Emília fora despedida, com o marido entrevado depois duma queda da grua e um filho autista, não se podia dizer que a vida lhe sorrisse. Ainda jovem, depositara esperanças em ser professora, desiludida, terminara numa fábrica, fazendo um trabalho rotineiro e mal pago. A fábrica faliu, deixando salários por pagar e contas a acumular. Moravam em Lourel, aziaga terra entre dois cemitérios, como costumava dizer em momentos de depressão. Ainda se lhe saísse o Euromilhões! Jogava todas as semanas, mas a sorte nunca lhe sorrira.
Naquela sexta-feira, jogou os seis euros do costume no café do Baptista e seguiu para casa. No dia seguinte ao sorteio buscou no jornal a chave premiada, geralmente origem de nova decepção, mas ao procurar pelo registo, não o encontrou. Cartões, facturas para pagar, o passe, nada! Deixá-lo, não iria sair, de qualquer forma. Lembrou-se que tinha apostado em números seguidos, 6-7-8-9-10, e nas estrelas, no 4 e no 5. Conferindo a chave, os números premiados eram 6-7-8-9-10 e as estrelas o 4 e o 5, a televisão anunciava haver apenas dois premiados, um em Portugal, outro na Bélgica, cinco milhões para cada um.Emília quase teve um enfarte! Eram os seus números! Voltou a casa, e esvaziou a mala, a carteira, as gavetas, até o contentor do lixo. A sorte passara à porta e jamais veria o dinheiro que mudaria a sua vida.
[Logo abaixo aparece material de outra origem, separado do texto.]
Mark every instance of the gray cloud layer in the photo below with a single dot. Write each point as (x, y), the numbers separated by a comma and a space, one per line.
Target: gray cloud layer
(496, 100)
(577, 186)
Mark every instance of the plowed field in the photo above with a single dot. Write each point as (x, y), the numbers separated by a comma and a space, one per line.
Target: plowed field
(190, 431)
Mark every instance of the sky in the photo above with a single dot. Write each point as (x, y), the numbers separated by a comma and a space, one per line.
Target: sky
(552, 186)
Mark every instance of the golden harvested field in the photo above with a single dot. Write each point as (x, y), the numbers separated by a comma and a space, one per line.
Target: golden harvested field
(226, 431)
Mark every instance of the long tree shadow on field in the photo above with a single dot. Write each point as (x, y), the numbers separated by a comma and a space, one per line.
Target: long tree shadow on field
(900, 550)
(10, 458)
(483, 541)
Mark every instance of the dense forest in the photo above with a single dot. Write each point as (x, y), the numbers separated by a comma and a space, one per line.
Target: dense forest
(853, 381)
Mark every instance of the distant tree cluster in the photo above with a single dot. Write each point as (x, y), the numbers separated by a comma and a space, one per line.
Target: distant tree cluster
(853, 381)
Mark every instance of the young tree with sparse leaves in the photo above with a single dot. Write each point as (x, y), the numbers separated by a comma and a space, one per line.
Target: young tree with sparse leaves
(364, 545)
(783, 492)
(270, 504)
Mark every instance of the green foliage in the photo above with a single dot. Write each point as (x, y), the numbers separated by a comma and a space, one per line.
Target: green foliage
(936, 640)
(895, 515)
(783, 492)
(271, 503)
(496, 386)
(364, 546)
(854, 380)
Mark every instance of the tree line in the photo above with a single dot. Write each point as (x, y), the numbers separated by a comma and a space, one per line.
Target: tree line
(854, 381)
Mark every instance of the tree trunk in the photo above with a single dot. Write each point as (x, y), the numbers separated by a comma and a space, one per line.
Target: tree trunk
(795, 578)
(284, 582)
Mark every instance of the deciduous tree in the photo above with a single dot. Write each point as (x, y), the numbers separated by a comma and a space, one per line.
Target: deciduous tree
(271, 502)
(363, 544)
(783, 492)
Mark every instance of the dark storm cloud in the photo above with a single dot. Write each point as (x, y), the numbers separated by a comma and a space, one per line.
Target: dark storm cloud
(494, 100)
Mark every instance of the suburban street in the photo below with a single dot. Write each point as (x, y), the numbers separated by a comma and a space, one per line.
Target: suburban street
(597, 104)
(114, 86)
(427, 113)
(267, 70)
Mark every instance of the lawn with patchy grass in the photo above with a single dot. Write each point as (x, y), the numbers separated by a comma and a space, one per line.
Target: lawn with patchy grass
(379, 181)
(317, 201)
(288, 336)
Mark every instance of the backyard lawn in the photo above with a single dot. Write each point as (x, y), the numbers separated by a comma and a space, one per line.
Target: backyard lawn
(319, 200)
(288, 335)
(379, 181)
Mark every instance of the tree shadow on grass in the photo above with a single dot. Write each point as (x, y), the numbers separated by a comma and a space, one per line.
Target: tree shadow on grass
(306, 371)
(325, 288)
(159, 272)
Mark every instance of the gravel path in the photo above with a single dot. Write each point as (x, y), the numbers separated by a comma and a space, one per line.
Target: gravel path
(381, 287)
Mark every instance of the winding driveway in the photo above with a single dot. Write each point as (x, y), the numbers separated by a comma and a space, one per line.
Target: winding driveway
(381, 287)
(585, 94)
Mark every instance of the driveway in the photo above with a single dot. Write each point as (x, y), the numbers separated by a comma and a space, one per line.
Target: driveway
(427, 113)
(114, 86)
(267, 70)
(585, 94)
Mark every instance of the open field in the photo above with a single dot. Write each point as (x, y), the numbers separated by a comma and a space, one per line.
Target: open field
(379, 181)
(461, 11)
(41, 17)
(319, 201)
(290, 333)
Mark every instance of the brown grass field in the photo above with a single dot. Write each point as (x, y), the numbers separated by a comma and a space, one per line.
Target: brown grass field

No dia seguinte, Dia de Todos os Santos, como manda a tradição,rebanhos de miúdos ruidosos de saco de pano na mão, correram as casas pedindo Pão por Deus, na busca da romã, língua-de-gato ou chocolate que os vizinhos oferecessem, como acontecia de geração em geração. De porta em porta, os mais velhos guiavam os mais pequenos, tocando as campainhas e repetindo a cantilena que abriria as portas naquela espécie de Natal antecipado. Pão por Deus! Pão por Deus!
Filipe, com o Joãozinho pela mão foi também, a mãe deixara, na condição de não irem para longe e estarem em casa ao meio-dia. Com o saco quase cheio, bateram à porta da Emília, mais três casas e terminariam.
-Pão por Deus! –iam gritando, com os os cães a ladrar à passagem daquela desusada procissão.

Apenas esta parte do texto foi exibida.